[ワシントン 18日 ロイター] 米連邦債務上限の引き上げをめぐる与野党の協議が続いているが、一部の共和党議員からは債務上限の引き上げが遅れても壊滅的な事態にはならないとの声が上がっている。
オバマ政権は債務上限引き上げの最終期限を8月初旬としているが、与野党の協議がこの期限までにまとまらない可能性がある。
一部の共和党議員は上限引き上げで合意できなくても、市場の理解は得られるのではないかと発言。
共和党のエリック・カンター下院院内総務は「この期限を過ぎれば壊滅的な事態に陥るという言葉に、市場は騙されないだろう」とし、「市場は真の改革を求めていると思う」と述べた。

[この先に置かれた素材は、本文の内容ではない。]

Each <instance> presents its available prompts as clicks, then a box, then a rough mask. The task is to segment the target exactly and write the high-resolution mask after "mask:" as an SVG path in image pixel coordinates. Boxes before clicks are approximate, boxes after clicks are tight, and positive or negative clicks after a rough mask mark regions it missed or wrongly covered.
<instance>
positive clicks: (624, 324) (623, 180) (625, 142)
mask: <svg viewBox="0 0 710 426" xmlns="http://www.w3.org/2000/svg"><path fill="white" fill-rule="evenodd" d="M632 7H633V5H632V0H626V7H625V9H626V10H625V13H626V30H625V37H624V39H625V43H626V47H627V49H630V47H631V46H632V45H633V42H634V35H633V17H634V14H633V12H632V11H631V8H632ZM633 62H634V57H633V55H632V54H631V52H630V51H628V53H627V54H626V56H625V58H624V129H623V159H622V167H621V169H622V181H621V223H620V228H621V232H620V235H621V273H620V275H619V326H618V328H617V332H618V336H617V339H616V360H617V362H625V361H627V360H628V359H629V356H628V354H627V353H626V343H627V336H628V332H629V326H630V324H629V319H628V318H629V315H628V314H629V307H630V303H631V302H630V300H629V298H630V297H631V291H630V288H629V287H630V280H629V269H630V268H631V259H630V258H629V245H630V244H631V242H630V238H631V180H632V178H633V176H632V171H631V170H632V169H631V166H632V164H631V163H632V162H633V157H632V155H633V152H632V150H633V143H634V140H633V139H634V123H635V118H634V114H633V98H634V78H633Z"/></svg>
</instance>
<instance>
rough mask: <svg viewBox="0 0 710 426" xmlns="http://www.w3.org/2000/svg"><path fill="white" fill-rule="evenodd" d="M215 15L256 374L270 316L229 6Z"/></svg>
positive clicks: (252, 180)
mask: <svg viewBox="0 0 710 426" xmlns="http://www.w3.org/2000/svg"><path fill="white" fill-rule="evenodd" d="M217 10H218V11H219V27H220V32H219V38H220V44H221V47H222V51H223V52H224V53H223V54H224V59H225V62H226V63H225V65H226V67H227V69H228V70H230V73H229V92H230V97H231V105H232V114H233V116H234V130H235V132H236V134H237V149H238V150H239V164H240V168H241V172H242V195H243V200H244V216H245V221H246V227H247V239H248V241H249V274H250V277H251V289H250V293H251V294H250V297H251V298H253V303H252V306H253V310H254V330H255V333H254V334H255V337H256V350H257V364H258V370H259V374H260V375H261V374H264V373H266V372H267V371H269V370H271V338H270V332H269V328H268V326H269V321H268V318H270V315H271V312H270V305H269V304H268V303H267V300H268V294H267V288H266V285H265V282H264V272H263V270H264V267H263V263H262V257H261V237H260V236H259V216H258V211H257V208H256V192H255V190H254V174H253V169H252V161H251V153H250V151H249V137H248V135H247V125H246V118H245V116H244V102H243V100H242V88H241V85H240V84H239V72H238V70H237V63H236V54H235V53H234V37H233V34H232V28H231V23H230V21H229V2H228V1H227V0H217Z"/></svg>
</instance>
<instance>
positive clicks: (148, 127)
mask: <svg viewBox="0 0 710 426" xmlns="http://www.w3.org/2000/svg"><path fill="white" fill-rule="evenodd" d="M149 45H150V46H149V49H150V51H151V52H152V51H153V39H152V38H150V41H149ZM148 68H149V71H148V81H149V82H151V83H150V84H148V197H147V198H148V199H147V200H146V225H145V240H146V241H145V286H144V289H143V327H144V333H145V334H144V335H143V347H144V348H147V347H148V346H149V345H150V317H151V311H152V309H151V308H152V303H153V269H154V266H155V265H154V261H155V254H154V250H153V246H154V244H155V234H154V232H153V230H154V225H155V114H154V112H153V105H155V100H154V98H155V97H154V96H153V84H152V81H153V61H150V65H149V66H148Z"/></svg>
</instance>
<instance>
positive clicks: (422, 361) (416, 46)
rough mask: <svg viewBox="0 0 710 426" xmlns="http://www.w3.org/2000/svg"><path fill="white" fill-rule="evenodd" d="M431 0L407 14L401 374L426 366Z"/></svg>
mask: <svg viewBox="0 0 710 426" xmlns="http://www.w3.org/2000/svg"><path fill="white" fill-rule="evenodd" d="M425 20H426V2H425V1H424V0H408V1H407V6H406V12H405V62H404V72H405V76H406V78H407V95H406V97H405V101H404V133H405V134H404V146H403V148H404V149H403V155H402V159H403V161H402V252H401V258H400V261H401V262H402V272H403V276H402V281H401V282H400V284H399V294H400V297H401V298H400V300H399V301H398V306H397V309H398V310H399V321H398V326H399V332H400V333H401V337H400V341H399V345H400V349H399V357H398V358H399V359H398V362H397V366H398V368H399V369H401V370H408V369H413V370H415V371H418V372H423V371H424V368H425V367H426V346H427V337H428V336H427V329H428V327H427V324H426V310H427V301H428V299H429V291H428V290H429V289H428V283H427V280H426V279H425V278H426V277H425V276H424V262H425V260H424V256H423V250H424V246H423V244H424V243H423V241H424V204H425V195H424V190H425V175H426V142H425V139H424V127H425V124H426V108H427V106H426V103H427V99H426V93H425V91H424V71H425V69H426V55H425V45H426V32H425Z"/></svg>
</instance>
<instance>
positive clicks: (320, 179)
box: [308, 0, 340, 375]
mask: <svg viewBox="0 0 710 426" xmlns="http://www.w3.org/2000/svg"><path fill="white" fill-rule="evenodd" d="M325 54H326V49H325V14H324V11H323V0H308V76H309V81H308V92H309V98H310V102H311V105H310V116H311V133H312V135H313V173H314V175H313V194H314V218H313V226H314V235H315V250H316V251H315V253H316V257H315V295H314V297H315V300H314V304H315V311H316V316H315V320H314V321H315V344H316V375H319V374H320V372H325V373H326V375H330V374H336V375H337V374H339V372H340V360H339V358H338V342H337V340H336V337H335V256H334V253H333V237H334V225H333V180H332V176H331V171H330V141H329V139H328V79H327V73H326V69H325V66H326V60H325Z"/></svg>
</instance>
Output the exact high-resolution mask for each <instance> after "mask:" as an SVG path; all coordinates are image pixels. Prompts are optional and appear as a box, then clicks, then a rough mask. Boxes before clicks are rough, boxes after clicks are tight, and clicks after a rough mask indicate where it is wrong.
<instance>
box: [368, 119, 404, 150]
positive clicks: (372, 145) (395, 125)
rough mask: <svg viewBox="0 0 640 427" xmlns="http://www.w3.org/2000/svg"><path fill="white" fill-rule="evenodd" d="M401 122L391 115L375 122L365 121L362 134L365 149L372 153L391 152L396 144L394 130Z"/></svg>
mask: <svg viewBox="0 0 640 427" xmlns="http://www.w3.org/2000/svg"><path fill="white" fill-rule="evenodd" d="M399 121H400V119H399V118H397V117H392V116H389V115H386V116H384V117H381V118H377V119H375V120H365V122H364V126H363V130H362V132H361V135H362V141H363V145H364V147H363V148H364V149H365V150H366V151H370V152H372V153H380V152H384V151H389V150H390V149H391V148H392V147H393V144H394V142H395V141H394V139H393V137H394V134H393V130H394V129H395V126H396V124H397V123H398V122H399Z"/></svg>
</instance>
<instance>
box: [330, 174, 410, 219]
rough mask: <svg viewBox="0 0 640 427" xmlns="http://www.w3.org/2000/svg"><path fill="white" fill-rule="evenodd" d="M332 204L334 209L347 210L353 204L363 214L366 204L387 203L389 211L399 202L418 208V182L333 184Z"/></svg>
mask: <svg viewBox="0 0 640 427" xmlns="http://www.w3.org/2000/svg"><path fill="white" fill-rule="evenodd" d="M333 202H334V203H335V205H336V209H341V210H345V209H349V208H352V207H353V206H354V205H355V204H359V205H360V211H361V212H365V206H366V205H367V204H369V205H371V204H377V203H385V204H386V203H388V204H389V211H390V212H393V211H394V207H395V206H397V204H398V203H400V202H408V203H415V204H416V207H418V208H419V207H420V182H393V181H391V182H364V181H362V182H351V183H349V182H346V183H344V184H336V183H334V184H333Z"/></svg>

こうした主張の背景には、政府には利払い費を上回る税収があり、債務の返済は可能との見方がある。
共和党のパトリック・トーミー上院議員もアメリカン・エンタープライズ研究所の講演で「債務上限の引き上げが長期間実現しなければ、混乱があるだろう」とした上で、「ただ、壊滅的なデフォルトではないということも忘れてはならない。混乱が続くことと、壊滅的な事態に陥ることはイコールではない」と述べた。
オバマ政権は事態を深刻に受け止めている。
政権幹部は「他の債務が不履行になりつつある中で、誰が国債を買うのか」と指摘。「何を払い、何を払わないかということを毎日綱渡りで決めなければならないというのは、あり得ない事態だ」と述べた。
著名ファンドマネジャーのスタンレー・ドラッケンミラー氏はウォールストリート・ジャーナル紙とのインタビューで、国債の利払いが数日遅れることより、議会が長期的な財政健全化策で合意できないことの方が心配だと発言。
共和党のライアン下院予算委員長は17日、CNBCに「たとえ国債の支払いが1日か2日、もしくは3─4日遅れたとしても、もっと重要なのは、長期的に債務を返済できる体制をしっかり整えることだ」と述べた。
証券会社ブラッドレー・ウッズのアナリスト、ダン・リップ氏は、たとえ財務省が政府職員へのIOU(借用書)発行を強いられる事態になっても、利払いが続く限り、国債市場は混乱しないろうと指摘。
ただ、利払いが滞れば、格付けに取り返しの付かない影響が出る恐れがあるとの見方を示した。